CNN-based colorization models often produce blurry or desaturated outputs due to regression to the mean and limited context modeling.
SwinVQColor overcomes these limitations by integrating:

  • Swin Transformer Encoder: Captures hierarchical, long-range context and spatial structure from the grayscale input.
  • VQ-VAE with EMA Codebook: Learns robust discrete latent color representations, encouraging multimodal and vivid color synthesis.
  • Advanced Loss Functions: Blends pixel, perceptual, vector-quantization, and color fidelity losses, ensuring sharp, visually plausible results.

🧩 Model Overview

Pipeline

flowchart LR
    L["Input L-channel (grayscale)"] --> E[("Swin Transformer<br>Encoder")]
    E --> Z["Latent Code (z_enc)"]
    Z --> QV["VQ-VAE Codebook<br>(EMA Quantization)"]
    QV --> D[("Decoder<br>(CNN/Transformer)")]
    D --> ab["Output ab channels<br>(colorized image)"]
Loading

Key Components

Module Description
Swin Encoder Hierarchical Vision Transformer backbone to extract multi-scale features from input L.
VQ-VAE (EMA) Quantizes features into a discrete space using a codebook with EMA updates for stability.
Decoder Maps quantized codes to color channels using upsampling, residual, and attention blocks.
Losses Combines pixel, perceptual, VQ, and color consistency losses for best perceptual effect.

⚙️ Architecture Details

1️⃣ Swin Transformer Encoder

  • Input: L (grayscale), shape (1×H×W)
  • Backbone: Swin-T/S/B (configurable)
  • Output: Hierarchical latent features z_enc

2️⃣ Vector Quantization (VQ-VAE, EMA)

  • Embedding codebook for discretizing latent space, updated with Exponential Moving Average (EMA)
  • Produces:
    • Quantized embeddings: z_q
    • VQ Loss (vq_loss): codebook + commitment losses

3️⃣ Decoder

  • Upsamples z_q to reconstruct ab_pred
  • Utilizes residual and attention layers for fidelity and sharpness
  • Output: ab_pred (shape: 2×H×W)

🚀 Getting Started

1. Install Requirements

pip install -r requirements.txt

2. Prepare Data

  • Expect images in CIE Lab format or convert to obtain L (input) and ab (target).
  • You may use datasets like ImageNet or COCO.
  • For custom data, update paths in your config (see next step).

3. Training

Edit training configs in configs/swinvq_color.yaml to fit your data paths and hyperparameters.

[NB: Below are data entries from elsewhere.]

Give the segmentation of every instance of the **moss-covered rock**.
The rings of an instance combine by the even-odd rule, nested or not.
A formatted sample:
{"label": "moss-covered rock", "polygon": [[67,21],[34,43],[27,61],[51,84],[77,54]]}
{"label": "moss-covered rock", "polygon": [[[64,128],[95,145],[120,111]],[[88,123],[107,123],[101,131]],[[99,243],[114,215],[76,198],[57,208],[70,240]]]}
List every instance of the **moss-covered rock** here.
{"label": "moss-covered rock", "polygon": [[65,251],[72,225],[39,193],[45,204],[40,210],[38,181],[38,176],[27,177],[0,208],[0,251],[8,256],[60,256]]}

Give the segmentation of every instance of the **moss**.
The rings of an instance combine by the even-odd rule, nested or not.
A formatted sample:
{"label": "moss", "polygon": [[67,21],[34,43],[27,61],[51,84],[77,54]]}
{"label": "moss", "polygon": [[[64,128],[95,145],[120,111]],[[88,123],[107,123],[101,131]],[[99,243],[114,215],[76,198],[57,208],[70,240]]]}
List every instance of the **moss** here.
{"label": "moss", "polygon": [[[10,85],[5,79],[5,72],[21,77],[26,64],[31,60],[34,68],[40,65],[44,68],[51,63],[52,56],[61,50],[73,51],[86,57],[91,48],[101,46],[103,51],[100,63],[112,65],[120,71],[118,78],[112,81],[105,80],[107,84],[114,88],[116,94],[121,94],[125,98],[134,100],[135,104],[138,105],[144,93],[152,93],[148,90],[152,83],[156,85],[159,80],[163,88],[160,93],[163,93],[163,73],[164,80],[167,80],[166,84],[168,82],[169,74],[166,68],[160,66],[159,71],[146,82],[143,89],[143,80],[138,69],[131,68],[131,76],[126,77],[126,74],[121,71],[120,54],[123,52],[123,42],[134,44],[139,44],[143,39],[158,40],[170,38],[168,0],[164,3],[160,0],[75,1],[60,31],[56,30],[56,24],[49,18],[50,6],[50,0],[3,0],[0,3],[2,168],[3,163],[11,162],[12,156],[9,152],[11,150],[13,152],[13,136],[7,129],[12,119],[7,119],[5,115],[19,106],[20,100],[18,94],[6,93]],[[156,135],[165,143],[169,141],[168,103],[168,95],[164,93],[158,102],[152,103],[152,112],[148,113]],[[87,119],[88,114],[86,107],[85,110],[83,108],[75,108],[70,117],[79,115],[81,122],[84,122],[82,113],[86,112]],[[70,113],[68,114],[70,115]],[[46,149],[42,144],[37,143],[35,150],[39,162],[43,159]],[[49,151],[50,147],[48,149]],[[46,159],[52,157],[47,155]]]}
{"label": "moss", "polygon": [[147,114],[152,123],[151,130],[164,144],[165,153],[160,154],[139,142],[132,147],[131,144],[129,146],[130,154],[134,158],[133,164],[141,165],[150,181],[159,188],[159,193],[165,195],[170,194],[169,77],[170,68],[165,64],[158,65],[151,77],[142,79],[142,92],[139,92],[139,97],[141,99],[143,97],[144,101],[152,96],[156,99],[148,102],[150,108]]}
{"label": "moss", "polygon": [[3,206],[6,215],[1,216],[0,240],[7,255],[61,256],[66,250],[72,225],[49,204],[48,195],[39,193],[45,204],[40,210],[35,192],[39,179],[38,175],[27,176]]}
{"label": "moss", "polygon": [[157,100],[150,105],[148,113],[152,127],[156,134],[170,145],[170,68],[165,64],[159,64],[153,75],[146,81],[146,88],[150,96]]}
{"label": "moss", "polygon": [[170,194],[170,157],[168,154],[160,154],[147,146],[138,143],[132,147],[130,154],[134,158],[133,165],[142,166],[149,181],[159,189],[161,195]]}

python train.py --config configs/swinvq_color.yaml

Example Config Snippet

model:
  encoder: swin_t
  codebook_size: 512
  code_dim: 64
...
data:
  train_dir: "path/to/train/images"
  val_dir: "path/to/val/images"

🖼️ Example Results

Input (L) Output (ab, pred) Ground Truth (ab)
L-channel Colorized GT

📝 References


📄 License

This project is licensed under the MIT License.
See the LICENSE file for more details.


✨ Acknowledgements

Built with inspiration from the official Swin Transformer, VQ-VAE, and pioneering colorization works.